La Commission recommande néanmoins au gouvernement de créer un programme consacré au développement de l’AGI, sur un modèle de coordination nationale inspiré du Projet Manhattan historique. L’idée est de rassembler durablement les capacités de recherche, de calcul et d’infrastructures privées autour d’un objectif considéré comme stratégique.
Le document envisage notamment des contrats pluriannuels pour les principales entreprises d’intelligence artificielle, les opérateurs de centres de données et les fournisseurs de services cloud. Cette approche viserait à donner de la visibilité aux acteurs retenus, mais aussi à placer une partie des ressources informatiques sous une coordination plus étroite des autorités américaines.
Pourquoi la référence au Projet Manhattan est-elle employée ?
Le Projet Manhattan désigne le vaste programme scientifique, industriel et militaire mené par les États-Unis pendant la Seconde Guerre mondiale pour mettre au point l’arme atomique. Dans le débat actuel, la comparaison ne porte donc pas sur l’objet du projet, mais sur sa méthode : concentrer des moyens publics exceptionnels, fixer une priorité nationale et coordonner recherche, industrie et sécurité.
L’analogie révèle surtout la place que l’AGI occupe désormais dans certains cercles stratégiques américains. Si une IA générale atteignait réellement des capacités cognitives comparables, voire supérieures, à celles des humains dans un large éventail de tâches, elle pourrait transformer la recherche scientifique, la défense, l’économie ou encore le renseignement. C’est précisément cette éventualité qui nourrit l’inquiétude d’un décrochage technologique face à la Chine.

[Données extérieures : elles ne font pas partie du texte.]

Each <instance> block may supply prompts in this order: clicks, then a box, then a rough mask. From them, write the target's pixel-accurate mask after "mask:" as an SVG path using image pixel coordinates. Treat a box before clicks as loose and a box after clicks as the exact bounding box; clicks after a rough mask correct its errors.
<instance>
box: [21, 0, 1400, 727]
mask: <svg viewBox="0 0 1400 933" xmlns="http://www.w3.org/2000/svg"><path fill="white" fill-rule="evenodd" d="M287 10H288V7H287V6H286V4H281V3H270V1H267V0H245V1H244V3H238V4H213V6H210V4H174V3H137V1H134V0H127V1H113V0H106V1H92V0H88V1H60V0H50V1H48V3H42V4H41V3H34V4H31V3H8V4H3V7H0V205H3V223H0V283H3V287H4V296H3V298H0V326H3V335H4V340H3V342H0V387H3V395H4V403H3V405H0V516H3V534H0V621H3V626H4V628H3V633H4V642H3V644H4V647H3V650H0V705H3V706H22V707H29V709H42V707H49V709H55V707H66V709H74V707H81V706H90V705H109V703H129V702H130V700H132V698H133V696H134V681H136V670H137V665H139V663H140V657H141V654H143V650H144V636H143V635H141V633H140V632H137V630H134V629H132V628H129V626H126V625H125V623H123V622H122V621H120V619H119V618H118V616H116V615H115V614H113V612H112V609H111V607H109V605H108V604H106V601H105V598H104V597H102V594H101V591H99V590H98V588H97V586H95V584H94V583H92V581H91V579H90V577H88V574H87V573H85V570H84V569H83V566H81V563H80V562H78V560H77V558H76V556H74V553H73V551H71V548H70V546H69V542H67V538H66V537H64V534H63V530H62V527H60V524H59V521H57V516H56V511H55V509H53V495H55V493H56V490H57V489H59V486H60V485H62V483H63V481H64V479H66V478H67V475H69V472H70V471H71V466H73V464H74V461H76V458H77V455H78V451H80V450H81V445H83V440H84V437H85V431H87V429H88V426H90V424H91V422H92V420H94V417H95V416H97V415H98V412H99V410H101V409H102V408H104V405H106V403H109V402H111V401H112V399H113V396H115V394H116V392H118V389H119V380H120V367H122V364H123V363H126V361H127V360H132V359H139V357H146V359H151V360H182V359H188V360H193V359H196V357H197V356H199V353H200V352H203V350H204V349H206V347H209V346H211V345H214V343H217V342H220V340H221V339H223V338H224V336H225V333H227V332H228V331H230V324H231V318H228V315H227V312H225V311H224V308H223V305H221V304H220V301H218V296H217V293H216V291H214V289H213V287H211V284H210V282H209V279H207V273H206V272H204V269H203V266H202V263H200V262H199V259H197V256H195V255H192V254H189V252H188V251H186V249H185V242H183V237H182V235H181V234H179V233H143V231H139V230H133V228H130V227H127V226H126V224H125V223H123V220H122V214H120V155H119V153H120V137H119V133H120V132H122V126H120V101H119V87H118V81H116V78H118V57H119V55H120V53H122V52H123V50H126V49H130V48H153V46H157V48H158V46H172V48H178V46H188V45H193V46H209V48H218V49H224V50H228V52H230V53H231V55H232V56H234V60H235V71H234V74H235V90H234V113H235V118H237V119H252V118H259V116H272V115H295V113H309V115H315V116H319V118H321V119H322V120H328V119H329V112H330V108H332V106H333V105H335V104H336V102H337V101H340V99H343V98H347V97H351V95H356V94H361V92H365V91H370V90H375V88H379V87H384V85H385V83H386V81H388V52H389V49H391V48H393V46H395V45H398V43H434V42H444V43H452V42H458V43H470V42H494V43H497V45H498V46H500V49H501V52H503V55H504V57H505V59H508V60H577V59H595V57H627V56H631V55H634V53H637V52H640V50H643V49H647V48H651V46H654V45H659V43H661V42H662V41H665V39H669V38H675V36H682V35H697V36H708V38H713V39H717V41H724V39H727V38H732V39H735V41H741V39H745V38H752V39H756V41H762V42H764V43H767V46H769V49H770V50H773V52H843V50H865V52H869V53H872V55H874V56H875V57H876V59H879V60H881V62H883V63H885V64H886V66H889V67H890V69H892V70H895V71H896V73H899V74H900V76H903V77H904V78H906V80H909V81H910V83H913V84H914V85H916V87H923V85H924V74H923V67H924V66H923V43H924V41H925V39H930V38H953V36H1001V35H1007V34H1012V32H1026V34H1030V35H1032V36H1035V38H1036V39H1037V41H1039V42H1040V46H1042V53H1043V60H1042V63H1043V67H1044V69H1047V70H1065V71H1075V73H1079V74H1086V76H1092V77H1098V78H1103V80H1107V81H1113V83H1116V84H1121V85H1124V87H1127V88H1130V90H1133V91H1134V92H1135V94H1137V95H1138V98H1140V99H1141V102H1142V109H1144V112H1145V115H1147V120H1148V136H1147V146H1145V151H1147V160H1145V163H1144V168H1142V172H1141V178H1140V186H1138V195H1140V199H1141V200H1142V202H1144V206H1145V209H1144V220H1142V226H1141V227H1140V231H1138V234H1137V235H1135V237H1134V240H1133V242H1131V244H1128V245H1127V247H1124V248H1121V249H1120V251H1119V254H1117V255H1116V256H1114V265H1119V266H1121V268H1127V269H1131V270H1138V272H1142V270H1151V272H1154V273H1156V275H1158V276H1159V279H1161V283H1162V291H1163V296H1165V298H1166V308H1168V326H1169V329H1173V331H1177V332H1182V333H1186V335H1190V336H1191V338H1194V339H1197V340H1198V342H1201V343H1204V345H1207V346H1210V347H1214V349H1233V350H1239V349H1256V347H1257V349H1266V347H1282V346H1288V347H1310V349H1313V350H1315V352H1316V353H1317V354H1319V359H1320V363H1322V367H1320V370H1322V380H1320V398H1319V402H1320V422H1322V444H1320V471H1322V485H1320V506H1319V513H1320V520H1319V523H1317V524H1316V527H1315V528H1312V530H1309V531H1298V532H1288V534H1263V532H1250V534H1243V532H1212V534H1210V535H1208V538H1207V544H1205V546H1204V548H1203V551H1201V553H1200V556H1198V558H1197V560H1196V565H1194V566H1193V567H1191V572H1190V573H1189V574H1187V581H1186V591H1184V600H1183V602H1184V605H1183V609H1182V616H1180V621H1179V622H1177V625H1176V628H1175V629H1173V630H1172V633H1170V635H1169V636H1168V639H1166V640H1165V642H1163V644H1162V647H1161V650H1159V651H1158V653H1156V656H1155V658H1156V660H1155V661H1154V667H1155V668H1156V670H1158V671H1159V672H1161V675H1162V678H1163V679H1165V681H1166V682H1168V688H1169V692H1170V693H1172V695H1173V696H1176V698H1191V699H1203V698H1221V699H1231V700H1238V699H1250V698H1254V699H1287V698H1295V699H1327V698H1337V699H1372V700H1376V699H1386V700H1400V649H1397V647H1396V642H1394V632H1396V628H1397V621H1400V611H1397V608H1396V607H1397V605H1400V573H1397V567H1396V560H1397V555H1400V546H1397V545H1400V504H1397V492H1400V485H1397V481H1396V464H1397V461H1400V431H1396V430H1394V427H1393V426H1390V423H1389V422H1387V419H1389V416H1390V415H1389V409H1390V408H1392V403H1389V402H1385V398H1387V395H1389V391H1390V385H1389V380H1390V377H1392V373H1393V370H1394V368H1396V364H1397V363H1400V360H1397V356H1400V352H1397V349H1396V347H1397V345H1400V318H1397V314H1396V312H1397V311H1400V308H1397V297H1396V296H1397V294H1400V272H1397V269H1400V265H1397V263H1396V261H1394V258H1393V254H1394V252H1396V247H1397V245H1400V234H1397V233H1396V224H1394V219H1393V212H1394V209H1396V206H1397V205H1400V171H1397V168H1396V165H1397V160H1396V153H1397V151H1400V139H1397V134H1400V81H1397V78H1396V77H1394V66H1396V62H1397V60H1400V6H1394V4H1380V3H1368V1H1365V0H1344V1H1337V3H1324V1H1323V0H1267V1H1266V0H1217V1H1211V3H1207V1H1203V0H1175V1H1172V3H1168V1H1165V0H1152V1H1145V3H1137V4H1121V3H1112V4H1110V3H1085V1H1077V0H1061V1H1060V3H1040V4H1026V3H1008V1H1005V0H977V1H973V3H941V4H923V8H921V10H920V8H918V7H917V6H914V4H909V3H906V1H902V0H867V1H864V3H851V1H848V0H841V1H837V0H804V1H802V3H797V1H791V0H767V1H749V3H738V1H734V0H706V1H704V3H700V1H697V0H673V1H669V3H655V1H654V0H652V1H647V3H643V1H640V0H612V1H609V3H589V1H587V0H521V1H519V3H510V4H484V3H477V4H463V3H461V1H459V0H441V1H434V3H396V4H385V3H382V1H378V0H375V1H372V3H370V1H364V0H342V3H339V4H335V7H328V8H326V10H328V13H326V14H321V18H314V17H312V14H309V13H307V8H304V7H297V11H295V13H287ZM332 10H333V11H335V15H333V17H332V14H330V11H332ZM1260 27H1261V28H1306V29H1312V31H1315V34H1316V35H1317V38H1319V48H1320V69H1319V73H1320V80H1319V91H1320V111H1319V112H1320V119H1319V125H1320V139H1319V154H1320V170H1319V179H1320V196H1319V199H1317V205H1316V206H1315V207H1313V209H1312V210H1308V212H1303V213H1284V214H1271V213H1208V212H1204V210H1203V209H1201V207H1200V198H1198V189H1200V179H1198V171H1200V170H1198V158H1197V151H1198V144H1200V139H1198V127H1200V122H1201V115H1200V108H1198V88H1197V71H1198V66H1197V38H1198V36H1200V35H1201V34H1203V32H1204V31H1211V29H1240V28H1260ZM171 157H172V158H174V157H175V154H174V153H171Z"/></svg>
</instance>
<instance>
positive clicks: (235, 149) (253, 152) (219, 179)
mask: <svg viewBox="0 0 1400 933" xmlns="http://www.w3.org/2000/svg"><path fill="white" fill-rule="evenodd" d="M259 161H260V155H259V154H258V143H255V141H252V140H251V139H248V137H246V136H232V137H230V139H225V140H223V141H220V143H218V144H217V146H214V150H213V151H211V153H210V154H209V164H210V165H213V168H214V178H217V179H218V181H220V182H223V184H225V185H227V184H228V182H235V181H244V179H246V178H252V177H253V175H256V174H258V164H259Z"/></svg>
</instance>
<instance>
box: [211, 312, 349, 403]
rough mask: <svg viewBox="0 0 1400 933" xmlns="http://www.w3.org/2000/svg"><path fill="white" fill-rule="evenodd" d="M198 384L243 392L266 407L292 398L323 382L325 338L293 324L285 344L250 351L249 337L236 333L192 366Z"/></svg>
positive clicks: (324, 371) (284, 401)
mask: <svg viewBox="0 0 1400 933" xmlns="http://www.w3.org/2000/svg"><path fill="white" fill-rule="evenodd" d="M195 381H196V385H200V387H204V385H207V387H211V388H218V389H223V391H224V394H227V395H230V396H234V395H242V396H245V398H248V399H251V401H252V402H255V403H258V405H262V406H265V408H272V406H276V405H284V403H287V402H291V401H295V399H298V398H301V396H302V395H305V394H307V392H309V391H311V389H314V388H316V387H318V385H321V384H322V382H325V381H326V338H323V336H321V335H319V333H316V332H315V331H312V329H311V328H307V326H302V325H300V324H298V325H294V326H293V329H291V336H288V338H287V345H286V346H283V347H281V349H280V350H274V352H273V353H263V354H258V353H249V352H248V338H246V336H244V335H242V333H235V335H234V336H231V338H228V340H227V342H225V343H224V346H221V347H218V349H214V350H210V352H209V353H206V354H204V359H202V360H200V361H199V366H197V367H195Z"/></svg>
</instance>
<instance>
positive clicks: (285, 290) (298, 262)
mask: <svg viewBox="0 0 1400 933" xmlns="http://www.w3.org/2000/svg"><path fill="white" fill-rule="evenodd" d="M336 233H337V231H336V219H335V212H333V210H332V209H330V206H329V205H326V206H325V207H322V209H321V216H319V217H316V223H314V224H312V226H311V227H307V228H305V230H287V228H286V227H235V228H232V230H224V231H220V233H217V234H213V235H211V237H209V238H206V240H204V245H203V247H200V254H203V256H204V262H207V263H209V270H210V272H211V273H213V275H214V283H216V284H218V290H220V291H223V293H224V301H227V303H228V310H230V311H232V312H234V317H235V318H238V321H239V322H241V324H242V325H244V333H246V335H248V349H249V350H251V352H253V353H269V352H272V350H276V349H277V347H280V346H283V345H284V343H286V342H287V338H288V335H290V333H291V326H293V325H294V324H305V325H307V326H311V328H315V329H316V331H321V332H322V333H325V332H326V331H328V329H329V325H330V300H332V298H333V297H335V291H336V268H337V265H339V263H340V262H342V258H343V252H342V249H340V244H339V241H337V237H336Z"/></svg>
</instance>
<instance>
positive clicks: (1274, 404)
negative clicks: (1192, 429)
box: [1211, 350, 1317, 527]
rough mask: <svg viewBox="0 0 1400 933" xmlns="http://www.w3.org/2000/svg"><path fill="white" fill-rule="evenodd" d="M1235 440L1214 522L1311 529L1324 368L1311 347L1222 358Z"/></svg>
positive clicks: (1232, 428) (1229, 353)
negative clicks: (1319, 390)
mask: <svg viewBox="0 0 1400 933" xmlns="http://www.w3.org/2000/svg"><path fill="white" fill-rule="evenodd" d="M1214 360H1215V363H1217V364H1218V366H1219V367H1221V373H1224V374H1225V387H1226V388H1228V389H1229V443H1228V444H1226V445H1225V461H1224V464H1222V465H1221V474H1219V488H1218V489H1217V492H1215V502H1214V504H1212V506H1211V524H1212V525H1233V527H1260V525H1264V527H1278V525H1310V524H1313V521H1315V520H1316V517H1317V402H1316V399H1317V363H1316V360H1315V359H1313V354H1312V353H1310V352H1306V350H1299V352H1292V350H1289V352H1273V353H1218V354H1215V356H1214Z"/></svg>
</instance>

| Projet Manhattan historique | Proposition évoquée en 2024 |
|---|---|
| Programme américain de la Seconde Guerre mondiale | Recommandation formulée dans un rapport de l’USCC |
| Effort concentré sur un objectif militaire précis | Effort envisagé autour de l’intelligence artificielle générale |
| Coordination étroite entre État, science et industrie | Contrats publics envisagés avec entreprises d’IA, cloud et centres de données |
| Projet effectivement mis en œuvre | Piste stratégique qui nécessiterait des décisions politiques et des financements |
Cette comparaison a aussi ses limites. L’AGI n’est pas une technologie dont le chemin de développement est clairement balisé. Elle ne désigne pas un produit identifié ni une capacité mesurable par un seul test. Le terme recouvre l’ambition de créer des systèmes capables de raisonner et d’apprendre de manière polyvalente, plutôt que d’exceller dans une tâche limitée. À la fin de 2024, aucun système ne fait consensus comme une AGI aboutie.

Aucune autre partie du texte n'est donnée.